Sena, Mert'ten cevap beklemeden hızlıca Adem'in elinden tutup onu benchlerin uzağına sürükledi. Adem'in hala çok sinirli olduğu alev fışkıran gözlerinden fazlasıyla belli oluyordu. Adem sinirden volta atmaya devam ederken Sena kolları bağlı bir şekilde sakinleşmesini bekliyordu.
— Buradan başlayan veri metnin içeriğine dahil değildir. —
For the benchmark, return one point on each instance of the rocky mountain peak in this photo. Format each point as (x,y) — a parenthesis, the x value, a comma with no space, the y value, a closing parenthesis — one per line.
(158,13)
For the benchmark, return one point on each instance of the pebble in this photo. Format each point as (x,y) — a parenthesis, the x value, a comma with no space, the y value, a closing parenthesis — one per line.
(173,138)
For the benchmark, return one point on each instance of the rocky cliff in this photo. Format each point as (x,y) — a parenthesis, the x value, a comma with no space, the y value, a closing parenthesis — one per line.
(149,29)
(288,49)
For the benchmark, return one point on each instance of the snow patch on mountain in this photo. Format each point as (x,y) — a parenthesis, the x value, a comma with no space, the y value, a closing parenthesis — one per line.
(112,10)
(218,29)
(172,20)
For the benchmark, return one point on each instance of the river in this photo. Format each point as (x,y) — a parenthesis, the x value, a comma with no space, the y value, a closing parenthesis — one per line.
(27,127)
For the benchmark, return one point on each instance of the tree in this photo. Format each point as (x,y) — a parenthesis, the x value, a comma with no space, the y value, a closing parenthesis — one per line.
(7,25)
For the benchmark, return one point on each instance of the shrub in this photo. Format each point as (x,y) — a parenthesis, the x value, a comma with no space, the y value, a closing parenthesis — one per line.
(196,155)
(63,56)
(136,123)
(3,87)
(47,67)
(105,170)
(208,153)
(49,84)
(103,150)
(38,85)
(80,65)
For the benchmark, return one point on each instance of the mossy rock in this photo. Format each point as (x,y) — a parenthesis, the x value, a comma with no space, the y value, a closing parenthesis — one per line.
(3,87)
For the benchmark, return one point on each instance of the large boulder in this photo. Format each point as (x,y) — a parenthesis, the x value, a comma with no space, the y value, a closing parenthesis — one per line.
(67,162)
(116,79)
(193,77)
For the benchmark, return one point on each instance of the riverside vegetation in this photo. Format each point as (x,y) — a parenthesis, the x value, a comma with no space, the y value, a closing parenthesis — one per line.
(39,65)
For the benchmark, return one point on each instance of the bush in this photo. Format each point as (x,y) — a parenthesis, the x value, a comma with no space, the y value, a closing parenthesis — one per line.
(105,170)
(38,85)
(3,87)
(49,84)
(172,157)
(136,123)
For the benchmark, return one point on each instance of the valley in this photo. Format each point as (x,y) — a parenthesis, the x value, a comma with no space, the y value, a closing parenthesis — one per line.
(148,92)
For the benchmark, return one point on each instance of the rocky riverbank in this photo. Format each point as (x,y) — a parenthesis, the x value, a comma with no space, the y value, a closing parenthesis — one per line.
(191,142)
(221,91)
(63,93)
Dakikalarca beklemesine rağmen durmayınca bir anlık boşlukla "Ay yeter" dedi "Başım döndü otur şöyle" dedi parkurun kenarını göstererek.
Adem çatık kaşlarını düzeltme zahmetinde bulunmadan gösterdiği yere oturup dizini sallamaya başladı. Sena, ona inat salladığı dizini tutup onu engellemeye çalıştı. Elindeki mataradan avucuna biraz su döküp Adem'in alnına ve boynuna sürdü. Merve ve Sema, yanlarına doğru gelirken Adem elini kaldırarak gelmemelerini işaret ettiğinde başlarını sallayıp geri döndüler.
Sena, avucuna döktüğü suyu yüzüne doğru tekrar uzattığında Adem buna izin vermeyerek elindeki matarayı da alıp kenara koydu. Gözlerini ondan ayırmayan Sena'yı kendine çekip başını göğsüne yaslamasını sağladı. "Bu seferlik bir şey demiyorum" dedi sakinleşen ses tonuyla. "Ama bir daha lütfen engel olma bana."
Bu sözler Sena'yı germişti. Başını Adem'in göğsünden kaldırıp kollarından kurtuldu. "O ne demek öyle ya? Kötü bir şey yapmadım aksine senin iyiliğin için bir şey yaptım." dedi sesini hafif yükselterek. Adem'in nabzı hala düşmemiş olsa da ses tonu sakinleşmişti. "Biliyorum, ama yapma. Lütfen."
Sena, "Tamam" dedi sessizce nehre doğru dönerek. Adem, biraz önce kollarından kurtulan Sena'yı belinden tutarak kendine çekti. "Gel biraz yaklaş" dedi sinirinden tamamen arınmış bir şekilde. Sena asık suratıyla ona bakarken dün gece yaptığı şey aklına gelmişti. Utançla başını çevirip "Sakinleştiysen gidelim" diyerek Adem'i itmesiyle benchlere yürümeye başladı. Arkasından onunla birlikte gelen Adem biraz önceki sert mizacının aksine pamuk gibiydi. "Kaç kaç" dedi sadece Sena'nın duyabileceği şekilde "Nereye kadar kaçabileceksen..."
×××
AY MAHVETTİNİZ BENİ HER GÜN BÖLÜM ATIYORUM İNANILIR GİBİ DEĞİL
DÜNKÜ KAVGADAN SONRA KAVGALI BÖLÜM YAZMAZSAM OLMAZDI KAVGANIN AYNISINI YAZMADIM BİRAZ KAFAMA GÖRE TAKILDIM AYNISINI NAPACAKSINIZ ZATEN İZLEDİNİZ????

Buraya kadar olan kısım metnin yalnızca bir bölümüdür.